CHAPTER 13 Employment Law
Most employment standards legislation provides that where a purchaser that makes an asset acquisition of all or part of a business employs any of the former employees, their employment is deemed to be continuous for the purpose of the legislation (e.g., if the purchaser later terminates any of these employees, it must recognize their prior service with the seller in giving notice of termination). However, in Ontario, following the conclusion of an asset acquisition, the purchaser should enter into new contracts of employment with employees because their employment with the seller is deemed terminated by the sale. In Québec, the employees’ employment will automatically continue with the purchaser. Therefore, a sale of assets will not affect the continuity of the contract of employment of employees located in Québec. The Ontario Employment Standards Act, 2000 , also provides that related employers may be treated as a single employer for certain purposes under the law. This is meant to prevent employers from splitting their payroll in order, for example, to avoid paying severance pay. Severance pay, a legal requirement unique to Ontario, is payable to any employee with at least five years of service on termination of the employee without cause, if the employer has a payroll of $2.5 million or more, or if there is a “mass layoff” of 50 or more employees during a six-month period because all or part of the business has closed. Over the last several years, additional requirements for employer policies and employment contracts have been introduced in Ontario’s employment legislation. Although workplace harassment and violence, health and safety, and accessibility policies are already required for employers of various sizes, Ontario now requires employers also to have a policy outlining electronic monitoring of employees. In addition, employers with more than 25 employees are required to have a written policy in place for all employees with respect to disconnecting from work outside working hours (i.e., not having to engage in work-related communications).

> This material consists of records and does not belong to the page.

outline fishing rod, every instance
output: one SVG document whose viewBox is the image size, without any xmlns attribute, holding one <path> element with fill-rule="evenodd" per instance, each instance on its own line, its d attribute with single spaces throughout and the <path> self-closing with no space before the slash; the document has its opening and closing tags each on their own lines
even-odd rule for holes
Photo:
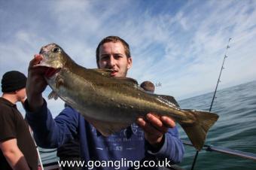
<svg viewBox="0 0 256 170">
<path fill-rule="evenodd" d="M 188 141 L 182 141 L 182 142 L 183 144 L 186 145 L 193 146 L 191 142 Z M 224 147 L 215 147 L 215 146 L 209 145 L 209 144 L 204 144 L 202 150 L 205 150 L 206 151 L 215 151 L 215 152 L 218 152 L 221 153 L 236 156 L 239 156 L 242 158 L 245 158 L 245 159 L 256 161 L 256 154 L 252 153 L 242 152 L 242 151 L 239 151 L 237 150 L 232 150 L 232 149 L 228 149 L 228 148 L 224 148 Z"/>
<path fill-rule="evenodd" d="M 213 102 L 214 102 L 214 100 L 215 99 L 215 95 L 216 95 L 216 92 L 217 92 L 217 90 L 218 90 L 218 83 L 221 82 L 221 76 L 222 70 L 224 68 L 224 62 L 225 62 L 226 58 L 227 57 L 227 50 L 230 47 L 229 46 L 229 44 L 230 44 L 230 41 L 231 39 L 232 39 L 231 38 L 230 38 L 228 39 L 228 42 L 227 42 L 227 47 L 226 47 L 225 55 L 224 55 L 224 59 L 223 59 L 223 62 L 222 62 L 222 65 L 221 65 L 220 74 L 218 75 L 218 81 L 217 81 L 215 90 L 215 92 L 214 92 L 213 97 L 212 97 L 212 103 L 211 103 L 211 106 L 210 106 L 210 108 L 209 108 L 209 112 L 211 112 L 211 111 L 212 111 L 212 105 L 213 105 Z M 195 164 L 196 164 L 197 159 L 198 153 L 199 153 L 199 151 L 197 150 L 197 153 L 196 153 L 195 156 L 194 156 L 194 161 L 193 161 L 191 170 L 194 170 L 194 165 L 195 165 Z"/>
</svg>

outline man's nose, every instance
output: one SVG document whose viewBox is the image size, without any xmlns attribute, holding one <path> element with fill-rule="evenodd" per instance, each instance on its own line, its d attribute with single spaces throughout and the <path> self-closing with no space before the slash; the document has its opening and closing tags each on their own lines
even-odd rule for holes
<svg viewBox="0 0 256 170">
<path fill-rule="evenodd" d="M 114 59 L 114 57 L 111 55 L 110 57 L 109 57 L 109 65 L 113 67 L 116 64 L 116 59 Z"/>
</svg>

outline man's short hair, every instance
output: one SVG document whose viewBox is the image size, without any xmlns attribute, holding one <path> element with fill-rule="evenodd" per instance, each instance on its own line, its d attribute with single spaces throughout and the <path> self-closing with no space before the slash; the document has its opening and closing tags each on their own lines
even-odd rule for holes
<svg viewBox="0 0 256 170">
<path fill-rule="evenodd" d="M 106 38 L 104 38 L 99 44 L 97 48 L 96 48 L 96 62 L 97 65 L 99 66 L 99 47 L 101 45 L 102 45 L 105 43 L 107 42 L 120 42 L 124 47 L 124 52 L 125 54 L 126 55 L 127 58 L 131 57 L 131 53 L 130 52 L 130 47 L 128 43 L 126 43 L 124 40 L 120 38 L 120 37 L 117 36 L 108 36 Z"/>
</svg>

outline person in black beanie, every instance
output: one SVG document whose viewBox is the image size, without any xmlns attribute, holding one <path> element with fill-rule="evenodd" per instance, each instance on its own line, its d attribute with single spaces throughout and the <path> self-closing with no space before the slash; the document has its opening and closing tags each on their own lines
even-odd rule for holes
<svg viewBox="0 0 256 170">
<path fill-rule="evenodd" d="M 26 99 L 26 77 L 17 71 L 2 79 L 0 97 L 0 169 L 38 168 L 38 156 L 29 126 L 16 103 Z"/>
</svg>

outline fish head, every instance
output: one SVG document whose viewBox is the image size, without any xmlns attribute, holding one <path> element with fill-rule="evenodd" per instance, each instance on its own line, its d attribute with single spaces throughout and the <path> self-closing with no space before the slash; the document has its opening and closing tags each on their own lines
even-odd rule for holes
<svg viewBox="0 0 256 170">
<path fill-rule="evenodd" d="M 51 43 L 42 47 L 39 54 L 43 56 L 42 60 L 35 66 L 47 67 L 45 77 L 50 78 L 64 67 L 66 56 L 64 50 L 56 44 Z"/>
<path fill-rule="evenodd" d="M 61 68 L 63 67 L 65 52 L 57 44 L 51 43 L 41 48 L 39 54 L 43 59 L 37 66 L 44 66 L 53 68 Z"/>
</svg>

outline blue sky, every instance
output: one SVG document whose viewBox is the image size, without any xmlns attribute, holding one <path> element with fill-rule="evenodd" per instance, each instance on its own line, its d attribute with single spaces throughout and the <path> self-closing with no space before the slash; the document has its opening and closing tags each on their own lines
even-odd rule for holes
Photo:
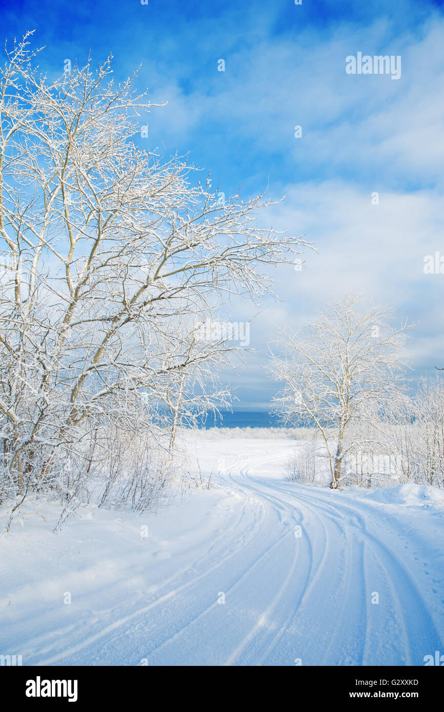
<svg viewBox="0 0 444 712">
<path fill-rule="evenodd" d="M 269 184 L 286 197 L 264 222 L 316 243 L 302 272 L 278 271 L 282 301 L 267 300 L 251 325 L 259 352 L 223 375 L 242 407 L 267 407 L 276 390 L 263 369 L 275 325 L 298 328 L 346 288 L 418 322 L 413 377 L 444 365 L 444 274 L 423 272 L 425 256 L 444 256 L 442 1 L 0 0 L 0 11 L 5 38 L 36 30 L 50 74 L 90 48 L 95 61 L 113 53 L 116 78 L 142 64 L 140 87 L 167 101 L 150 115 L 150 147 L 189 153 L 225 194 Z M 401 56 L 401 78 L 346 74 L 358 51 Z M 230 308 L 237 320 L 257 311 Z"/>
</svg>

As of October 25, 2021, Ontario’s minimum standards legislation bans the application of non-competition provisions in employment agreements for employees below the “C-suite,” except when employees sell their equity in the business and continue to be employed by the purchaser. Although this change in law does not affect agreements entered into prior to the ban, it will require employers to rethink how to protect their interests in their employment contracts and policies. Québec’s Act respecting labour standards generally does not apply to senior managerial personnel, which has been interpreted as referring only to a limited group of individuals who participate in the decision-making process regarding the policies and strategies of the organization. The Québec statute provides recourse for employees who are victims of specified prohibited practices, including psychological harassment. A remedy is also available to employees who have two or more years of service and who believe they were dismissed without cause. Employees who are successful in challenging the employer’s conduct may seek reinstatement to employment, in addition to being awarded any lost wages and other benefits.
Ontario’s minimum standards legislation bans the application of non-competition provisions in employment agreements for employees below the “C-suite.”